Jeudi 3 juillet 2008, par Sébastien // Actualité

Les universités, et surtout les grandes écoles, françaises n’existent pas au plan international. Nicolas Sarkozy veut placer 2 établissements français dans les 20 premiers mondiaux.

La réalisation d’un classement européen des universités sera une "priorité pour la présidence française de l’union européenne en matière d’enseignement supérieur", estime Valérie Pécresse, ce mercredi 2 juillet. Un rapport, rendu ce mercredi par le sénateur Joël Bourdin (UMP, Eure) plaide pour la mise en place d’une "évaluation indépendante et européenne, par groupe de disciplines et multicritères".

Les étudiants européens, de plus en plus mobiles au plan mondial, se fient aux classements existants pour décider du choix de leur université d’accueil. Or, aujourd’hui, ils ne disposent pour se décider que d’une source : le classement réalisé par l’université de Shanghai où les critères de taille et de recherche sont primordiaux. Or, dans ce classement, la première université française, Paris VI, figure à la 39e place. Seules trois autres établissements appariassent dans les 100 premiers. Il s’agit de Paris XI (52e), l’ENS (83e) et Strasbourg I (99e). Les grandes écoles brillent par leur absence.

Ce classement a une conséquence : les étudiants étrangers des grandes nations occidentales et des pays émergents se détournent des universités françaises. Celles-ci ne peuvent ainsi participer à la formation des futures élites. Avec des conséquences dommageables pour l’économie et le rayonnement français.

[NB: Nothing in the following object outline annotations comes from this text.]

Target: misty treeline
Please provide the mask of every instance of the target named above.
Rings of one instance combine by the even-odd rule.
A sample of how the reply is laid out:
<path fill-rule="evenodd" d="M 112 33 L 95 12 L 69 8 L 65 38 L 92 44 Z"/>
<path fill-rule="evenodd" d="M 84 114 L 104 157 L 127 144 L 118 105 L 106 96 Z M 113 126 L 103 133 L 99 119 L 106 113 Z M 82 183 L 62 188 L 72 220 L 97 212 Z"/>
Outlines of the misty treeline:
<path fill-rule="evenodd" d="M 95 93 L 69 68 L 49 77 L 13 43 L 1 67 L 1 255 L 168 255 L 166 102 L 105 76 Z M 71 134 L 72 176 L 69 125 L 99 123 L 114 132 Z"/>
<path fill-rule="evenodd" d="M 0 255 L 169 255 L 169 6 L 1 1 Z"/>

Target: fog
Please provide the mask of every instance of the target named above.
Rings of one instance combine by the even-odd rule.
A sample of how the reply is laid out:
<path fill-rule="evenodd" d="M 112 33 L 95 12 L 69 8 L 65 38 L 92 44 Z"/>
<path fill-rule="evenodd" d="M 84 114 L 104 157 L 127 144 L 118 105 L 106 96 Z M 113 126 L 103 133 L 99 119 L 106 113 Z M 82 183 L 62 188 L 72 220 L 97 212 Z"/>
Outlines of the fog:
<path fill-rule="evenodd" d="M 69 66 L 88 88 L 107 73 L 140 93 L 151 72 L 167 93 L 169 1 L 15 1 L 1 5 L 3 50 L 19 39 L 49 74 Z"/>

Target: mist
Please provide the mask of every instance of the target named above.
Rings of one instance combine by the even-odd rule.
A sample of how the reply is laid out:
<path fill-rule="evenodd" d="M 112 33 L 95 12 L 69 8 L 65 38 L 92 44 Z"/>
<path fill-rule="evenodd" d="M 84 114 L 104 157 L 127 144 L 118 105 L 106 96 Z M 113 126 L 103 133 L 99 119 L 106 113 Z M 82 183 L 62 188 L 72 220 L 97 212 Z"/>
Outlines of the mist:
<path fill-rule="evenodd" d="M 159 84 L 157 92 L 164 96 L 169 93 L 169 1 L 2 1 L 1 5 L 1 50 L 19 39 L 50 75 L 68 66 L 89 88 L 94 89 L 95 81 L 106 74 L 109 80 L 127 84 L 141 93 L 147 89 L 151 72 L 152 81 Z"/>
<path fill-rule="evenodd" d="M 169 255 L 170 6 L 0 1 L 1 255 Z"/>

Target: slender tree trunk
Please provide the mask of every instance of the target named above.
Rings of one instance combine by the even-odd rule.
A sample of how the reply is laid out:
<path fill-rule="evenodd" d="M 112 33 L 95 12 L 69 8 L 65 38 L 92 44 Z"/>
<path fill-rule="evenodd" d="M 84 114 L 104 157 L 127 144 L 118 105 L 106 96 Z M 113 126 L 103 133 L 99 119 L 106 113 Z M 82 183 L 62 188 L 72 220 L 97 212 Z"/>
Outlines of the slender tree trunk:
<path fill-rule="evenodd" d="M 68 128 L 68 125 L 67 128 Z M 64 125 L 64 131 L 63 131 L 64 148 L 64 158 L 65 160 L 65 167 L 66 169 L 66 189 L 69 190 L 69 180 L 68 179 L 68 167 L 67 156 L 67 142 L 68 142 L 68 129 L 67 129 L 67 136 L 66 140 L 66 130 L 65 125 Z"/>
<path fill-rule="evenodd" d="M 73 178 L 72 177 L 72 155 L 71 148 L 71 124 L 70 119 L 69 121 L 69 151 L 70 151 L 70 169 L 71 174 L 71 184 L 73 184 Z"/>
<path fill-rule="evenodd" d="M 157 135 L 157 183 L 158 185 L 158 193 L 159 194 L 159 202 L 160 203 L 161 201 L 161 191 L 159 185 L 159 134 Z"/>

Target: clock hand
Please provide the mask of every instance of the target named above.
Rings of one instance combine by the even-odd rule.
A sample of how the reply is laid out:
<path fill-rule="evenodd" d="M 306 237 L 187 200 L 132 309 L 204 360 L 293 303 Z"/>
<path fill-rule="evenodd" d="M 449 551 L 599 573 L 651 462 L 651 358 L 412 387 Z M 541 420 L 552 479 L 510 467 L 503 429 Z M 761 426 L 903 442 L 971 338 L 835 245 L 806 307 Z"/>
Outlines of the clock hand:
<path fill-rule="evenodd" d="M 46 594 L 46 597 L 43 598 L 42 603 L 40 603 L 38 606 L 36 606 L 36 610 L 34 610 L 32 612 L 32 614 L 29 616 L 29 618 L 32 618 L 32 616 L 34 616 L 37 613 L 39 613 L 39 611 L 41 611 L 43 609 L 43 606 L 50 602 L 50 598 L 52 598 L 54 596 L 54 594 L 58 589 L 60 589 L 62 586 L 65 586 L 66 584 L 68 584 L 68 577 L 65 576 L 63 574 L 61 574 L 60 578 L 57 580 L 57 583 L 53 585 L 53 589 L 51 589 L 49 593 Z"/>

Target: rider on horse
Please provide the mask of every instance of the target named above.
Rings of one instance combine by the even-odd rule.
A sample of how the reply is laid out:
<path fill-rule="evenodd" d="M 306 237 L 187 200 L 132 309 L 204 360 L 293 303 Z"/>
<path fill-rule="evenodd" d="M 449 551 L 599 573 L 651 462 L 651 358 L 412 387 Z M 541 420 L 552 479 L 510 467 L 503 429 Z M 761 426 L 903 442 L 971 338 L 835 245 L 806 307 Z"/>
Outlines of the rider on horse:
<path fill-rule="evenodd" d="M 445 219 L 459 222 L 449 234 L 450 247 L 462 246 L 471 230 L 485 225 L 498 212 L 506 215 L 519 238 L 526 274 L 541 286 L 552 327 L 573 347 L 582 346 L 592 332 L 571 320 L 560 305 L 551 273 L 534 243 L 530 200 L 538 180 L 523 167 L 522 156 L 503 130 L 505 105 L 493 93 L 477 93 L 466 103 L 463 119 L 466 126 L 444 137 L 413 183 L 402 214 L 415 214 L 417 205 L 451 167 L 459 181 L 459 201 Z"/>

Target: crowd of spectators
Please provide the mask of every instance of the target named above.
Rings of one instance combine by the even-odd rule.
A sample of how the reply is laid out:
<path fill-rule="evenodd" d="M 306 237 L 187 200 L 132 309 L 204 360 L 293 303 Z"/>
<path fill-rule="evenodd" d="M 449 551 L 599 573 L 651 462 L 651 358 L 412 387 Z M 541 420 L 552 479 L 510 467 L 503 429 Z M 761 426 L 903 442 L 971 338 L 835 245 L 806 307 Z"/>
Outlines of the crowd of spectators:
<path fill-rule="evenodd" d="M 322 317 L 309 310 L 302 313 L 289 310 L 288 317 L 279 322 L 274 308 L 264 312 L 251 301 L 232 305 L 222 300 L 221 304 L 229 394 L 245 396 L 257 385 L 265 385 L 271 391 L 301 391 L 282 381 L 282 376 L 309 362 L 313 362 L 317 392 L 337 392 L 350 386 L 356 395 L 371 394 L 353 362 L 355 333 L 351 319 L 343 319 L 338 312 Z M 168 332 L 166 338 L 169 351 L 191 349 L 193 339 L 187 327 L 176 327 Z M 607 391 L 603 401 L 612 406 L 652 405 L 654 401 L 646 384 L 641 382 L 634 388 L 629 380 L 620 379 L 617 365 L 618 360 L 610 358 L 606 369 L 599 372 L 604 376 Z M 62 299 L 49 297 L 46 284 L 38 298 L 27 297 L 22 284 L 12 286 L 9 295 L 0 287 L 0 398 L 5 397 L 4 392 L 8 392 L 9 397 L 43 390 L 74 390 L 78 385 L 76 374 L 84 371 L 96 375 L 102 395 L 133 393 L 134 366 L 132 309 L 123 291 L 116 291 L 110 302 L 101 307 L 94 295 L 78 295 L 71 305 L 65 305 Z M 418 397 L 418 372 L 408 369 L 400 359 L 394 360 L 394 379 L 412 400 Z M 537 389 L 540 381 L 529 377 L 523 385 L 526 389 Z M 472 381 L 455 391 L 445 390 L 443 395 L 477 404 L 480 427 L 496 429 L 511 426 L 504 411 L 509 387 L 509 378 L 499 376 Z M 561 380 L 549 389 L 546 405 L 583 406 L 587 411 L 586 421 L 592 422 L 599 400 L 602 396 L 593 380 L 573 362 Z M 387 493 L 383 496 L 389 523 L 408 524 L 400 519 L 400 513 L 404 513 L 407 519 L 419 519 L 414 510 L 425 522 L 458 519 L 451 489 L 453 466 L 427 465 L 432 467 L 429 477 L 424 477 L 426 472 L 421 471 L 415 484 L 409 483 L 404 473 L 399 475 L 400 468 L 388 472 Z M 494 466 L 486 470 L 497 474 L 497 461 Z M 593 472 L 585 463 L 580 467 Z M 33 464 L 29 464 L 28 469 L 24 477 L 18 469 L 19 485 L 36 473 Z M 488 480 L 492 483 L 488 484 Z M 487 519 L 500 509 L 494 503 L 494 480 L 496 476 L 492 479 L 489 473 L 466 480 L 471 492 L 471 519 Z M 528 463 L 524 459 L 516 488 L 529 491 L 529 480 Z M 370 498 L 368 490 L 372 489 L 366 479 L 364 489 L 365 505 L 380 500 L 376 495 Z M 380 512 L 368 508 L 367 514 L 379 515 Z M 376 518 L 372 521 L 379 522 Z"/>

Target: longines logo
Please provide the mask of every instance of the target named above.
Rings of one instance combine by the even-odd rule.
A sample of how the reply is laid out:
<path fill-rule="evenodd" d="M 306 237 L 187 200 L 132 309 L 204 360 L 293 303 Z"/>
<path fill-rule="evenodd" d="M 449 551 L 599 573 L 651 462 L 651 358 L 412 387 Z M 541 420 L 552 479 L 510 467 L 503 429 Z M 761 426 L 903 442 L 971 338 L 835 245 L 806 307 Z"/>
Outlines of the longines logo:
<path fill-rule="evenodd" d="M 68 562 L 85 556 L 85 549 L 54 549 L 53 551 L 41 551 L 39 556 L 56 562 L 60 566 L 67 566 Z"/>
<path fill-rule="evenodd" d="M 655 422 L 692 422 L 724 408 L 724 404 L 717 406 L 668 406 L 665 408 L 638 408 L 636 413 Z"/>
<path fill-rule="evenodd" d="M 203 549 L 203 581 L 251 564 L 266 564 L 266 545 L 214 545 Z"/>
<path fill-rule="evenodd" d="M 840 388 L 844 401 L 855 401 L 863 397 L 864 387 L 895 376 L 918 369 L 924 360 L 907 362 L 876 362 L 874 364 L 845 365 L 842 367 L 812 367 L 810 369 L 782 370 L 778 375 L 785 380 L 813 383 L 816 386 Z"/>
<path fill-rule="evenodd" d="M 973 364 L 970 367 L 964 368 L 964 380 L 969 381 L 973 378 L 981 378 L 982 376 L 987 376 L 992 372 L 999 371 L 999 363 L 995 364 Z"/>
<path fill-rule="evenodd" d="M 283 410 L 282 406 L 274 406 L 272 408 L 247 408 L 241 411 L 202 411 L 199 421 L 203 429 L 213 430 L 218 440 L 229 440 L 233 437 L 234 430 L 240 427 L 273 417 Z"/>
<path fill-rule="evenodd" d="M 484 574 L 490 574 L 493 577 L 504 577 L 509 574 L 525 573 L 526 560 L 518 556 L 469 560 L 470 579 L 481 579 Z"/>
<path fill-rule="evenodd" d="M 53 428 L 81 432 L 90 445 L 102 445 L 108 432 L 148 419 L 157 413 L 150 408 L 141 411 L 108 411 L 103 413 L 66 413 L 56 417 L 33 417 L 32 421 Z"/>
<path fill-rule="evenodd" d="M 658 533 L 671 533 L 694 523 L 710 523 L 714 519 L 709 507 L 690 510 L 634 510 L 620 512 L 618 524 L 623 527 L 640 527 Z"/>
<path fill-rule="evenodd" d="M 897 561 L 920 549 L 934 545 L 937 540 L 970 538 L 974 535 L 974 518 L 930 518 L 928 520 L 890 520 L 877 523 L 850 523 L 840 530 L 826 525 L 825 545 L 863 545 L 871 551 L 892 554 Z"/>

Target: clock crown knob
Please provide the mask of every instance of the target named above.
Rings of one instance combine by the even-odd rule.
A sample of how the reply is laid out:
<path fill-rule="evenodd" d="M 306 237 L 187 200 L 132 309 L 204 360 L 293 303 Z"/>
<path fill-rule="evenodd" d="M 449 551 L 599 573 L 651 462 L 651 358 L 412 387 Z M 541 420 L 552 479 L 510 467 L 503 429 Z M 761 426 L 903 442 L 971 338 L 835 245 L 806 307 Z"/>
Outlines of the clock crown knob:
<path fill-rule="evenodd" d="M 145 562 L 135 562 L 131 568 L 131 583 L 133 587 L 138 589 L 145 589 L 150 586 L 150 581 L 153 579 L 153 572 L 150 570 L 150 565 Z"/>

La réalisation d’un nouveau classement permettrait de mettre en œuvre des critères mettant plus en valeur les forces de l’enseignement supérieur national.

Plus concrètement, Nicolas Sarkozy a fixé comme objectif à Valérie Pécresse de placer 2 établissements français dans les 20 premiers mondiaux et 10 parmi les 100 premiers. De leur côté, les grandes écoles françaises, qui n’existent pas au plan international, tentent en urgence de se regrouper pour acquérir la taille critique. Ainsi, comme l’avait révélé latribune.fr, HEC vient, le 1° juillet, d’annoncer son intégration à ParisTech, consortium d’écoles d’ingénieurs.